Nach dem Eindruck des Klägers in der mündlichen Verhandlung steht zudem für das Gericht fest, dass der Kläger es mit seinem Übertritt zum christlichen Glauben ernst meint und nicht zu den Asylbewerbern gehört, die nur um ihrem Asylverfahren zum Erfolg zu verhelfen, den Glauben wechseln wollen. Das Gericht sieht deshalb auch keinen Anlass, an der insofern im Schreiben der Evangelisch-Freikirchlichen Gemeinde ... zum Ausdruck gebrachten Einschätzung zu zweifeln.

Dies alles zugrundegelegt, ergibt sich nach Auffassung des Gerichts, dass in der Summe der vorgenannten Besonderheiten des Einzelfalles eine missionarische Tätigkeit des Klägers vorliegt, die sich deutlich von der Situation anderer Glaubensübertritte abhebt. Der Fall zeichnet sich nunmehr auch dadurch aus, dass der Kläger nicht lediglich im Bekannten- und Freundeskreis missionarisch tätig wird, sondern vielmehr aktiv Werbung mit Hilfe seiner lnternetpräsentation und insbesondere auch durch seine Mitarbeit an der Bibelübersetzung betreibt und dadurch eine Wirksamkeit erzielt, die weit über das Missionieren im "privaten" Raum hinausgeht.
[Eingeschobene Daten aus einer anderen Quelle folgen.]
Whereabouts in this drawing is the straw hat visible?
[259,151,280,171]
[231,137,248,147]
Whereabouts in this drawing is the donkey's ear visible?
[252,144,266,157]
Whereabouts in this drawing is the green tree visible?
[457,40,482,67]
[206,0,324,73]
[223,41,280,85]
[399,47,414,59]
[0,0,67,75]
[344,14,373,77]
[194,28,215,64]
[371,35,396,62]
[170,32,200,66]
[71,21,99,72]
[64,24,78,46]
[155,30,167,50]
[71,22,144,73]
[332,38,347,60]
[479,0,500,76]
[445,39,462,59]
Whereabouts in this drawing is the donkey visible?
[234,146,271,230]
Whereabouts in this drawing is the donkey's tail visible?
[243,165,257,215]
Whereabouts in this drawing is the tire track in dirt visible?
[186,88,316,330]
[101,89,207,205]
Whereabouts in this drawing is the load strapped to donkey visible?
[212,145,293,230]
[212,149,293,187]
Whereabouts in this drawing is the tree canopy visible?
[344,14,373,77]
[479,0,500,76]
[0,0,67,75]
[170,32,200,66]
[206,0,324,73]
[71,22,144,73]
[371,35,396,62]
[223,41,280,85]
Dem Kläger kann daher auch abgenommen werden, dass seine Aktivitäten bereits zu Reaktionen von moslemischen Glaubensbrüdern geführt hat, wie die von ihm im Klageverfahren und in der mündlichen Verhandlung vorgelegten Ausdrucke der E-Mails zeigen. Wenn auch aufgrund der Absender nicht - wovon der Kläger ausgeht - sicher nachvollzogen werden kann, von wem die dort ausgesprochenen Bedrohungen stammen, so ist doch davon auszugehen, dass die Aktivitäten des Klägers interessierten islamischen und iranischen Kreisen nicht verborgen geblieben sind.

Die Feststellung eines Abschiebungshindernisses nach § 60 Abs. 1 AufenthG steht nach Auffassung des Gerichts auch im Einklang mit § 28 Abs. 2 AsylVfG. Grundgedanke ist insoweit, dass ausgeschlossen sein soll, dass ein Ausländer oder Staatenloser bei Fehlen des Kausalzusammenhanges zwischen Verfolgung/Flucht und Asyl nicht durch eine risikolose Verfolgungsprovokation vom gesicherten Ort aus ein grundrechtlich verbürgtes Aufenthaltsrecht in der Bundesrepublik Deutschland praktisch selbst erzwingen können soll. Diese Überlegung trifft jedoch auf den Fall eines ernsthaften Glaubensübertrittes aus religiösen Gewissensgründen - wie im Fall des Klägers - ersichtlich nicht zu.